Definitivamente não estou sozinho

Nos últimos dias, tenho participado ativamente do blog Crônicas da Surdez, postando comentários interagindo com os outros visitantes.

Confesso que nunca conheci tanta gente com surdez em toda a minha vida. Mesmo que eu seja um cara muito bem resolvido com minha falta de audição, isso me deixou extremamente feliz. São dezenas de pessoas compartilhando experiências, contando histórias interessantes e engraçadas. Outras contam histórias tristes e desabafam, procurando algum tipo de ajuda ou de apoio.

Independente da situação, isso mostra que não estamos sozinhos. É incrível como eu nunca parei pra olhar à minha volta e procurar ou perceber pessoas com o mesmo problema que eu. Não sei dizer o porque. Talvez pelo fato de eu quase sempre (porque ninguém é perfeito) não dar a mínima pra isso.

Há alguns anos atrás, eu pensava comigo mesmo: “Sou surdo e sei que existem outros por aí, iguais a mim.” e seguia o baile. A ironia da coisa é que eu nunca tinha visto uma pessoa surda igual a mim! Hoje, abro meu MSN e lá estão pelo menos 4 contatos de pessoas surdas  – ou com deficiência auditiva, como preferir – adicionadas só esta semana!

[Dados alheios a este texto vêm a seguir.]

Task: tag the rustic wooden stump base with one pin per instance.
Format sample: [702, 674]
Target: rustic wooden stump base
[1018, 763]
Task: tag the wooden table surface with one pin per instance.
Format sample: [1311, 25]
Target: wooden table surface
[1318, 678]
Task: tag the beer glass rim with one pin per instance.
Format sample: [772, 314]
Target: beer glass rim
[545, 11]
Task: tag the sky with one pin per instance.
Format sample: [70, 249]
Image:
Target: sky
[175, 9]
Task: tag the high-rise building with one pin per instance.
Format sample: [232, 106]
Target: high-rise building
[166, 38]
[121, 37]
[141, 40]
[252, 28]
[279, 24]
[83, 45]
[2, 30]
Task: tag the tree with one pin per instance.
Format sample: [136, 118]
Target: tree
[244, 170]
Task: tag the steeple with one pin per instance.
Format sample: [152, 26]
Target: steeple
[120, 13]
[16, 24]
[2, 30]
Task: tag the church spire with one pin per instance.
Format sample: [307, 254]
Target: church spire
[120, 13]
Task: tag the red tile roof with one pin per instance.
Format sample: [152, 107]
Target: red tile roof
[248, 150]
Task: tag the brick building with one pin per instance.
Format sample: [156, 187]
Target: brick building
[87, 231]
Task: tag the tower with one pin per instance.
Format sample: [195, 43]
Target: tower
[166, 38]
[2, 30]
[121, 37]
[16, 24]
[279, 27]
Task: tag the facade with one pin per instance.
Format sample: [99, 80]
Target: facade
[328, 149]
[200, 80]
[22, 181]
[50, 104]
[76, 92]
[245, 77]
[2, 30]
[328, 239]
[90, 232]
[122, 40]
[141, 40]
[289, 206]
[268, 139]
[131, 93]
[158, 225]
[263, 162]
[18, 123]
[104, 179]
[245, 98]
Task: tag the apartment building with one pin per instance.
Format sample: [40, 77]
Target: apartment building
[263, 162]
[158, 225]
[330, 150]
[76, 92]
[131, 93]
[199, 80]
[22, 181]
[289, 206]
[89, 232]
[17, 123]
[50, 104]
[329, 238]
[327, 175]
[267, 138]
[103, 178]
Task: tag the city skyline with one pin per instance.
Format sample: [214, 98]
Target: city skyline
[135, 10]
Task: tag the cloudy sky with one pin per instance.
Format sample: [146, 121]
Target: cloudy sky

Uma delas, a Aline, de SC, até me cobra pelos posts no meu blog, dizendo que gosta dos meus comentários, seja falando de mim ou incentivando as pessoas. Mais motivo de alegria! Já no blog Crônicas da Surdez, ganhei uma massageada no ego quando a leitora Anna disse que as coisas que escrevo são inspiradoras. Vou começar a acreditar nisso, hein?! E tem ainda a Lak, que conta no blog “Desculpe, não ouvi” as aventuras dela como implantada, com quem troco uns pitacos acerca da surdez.

Enfim, antes tarde do que nunca, estou descobrindo um mundo novo (que na verdade é velho, pois o desavisado aqui é que nunca se deu conta disso) cheio de possibilidades.

É ótimo saber que não estou sozinho.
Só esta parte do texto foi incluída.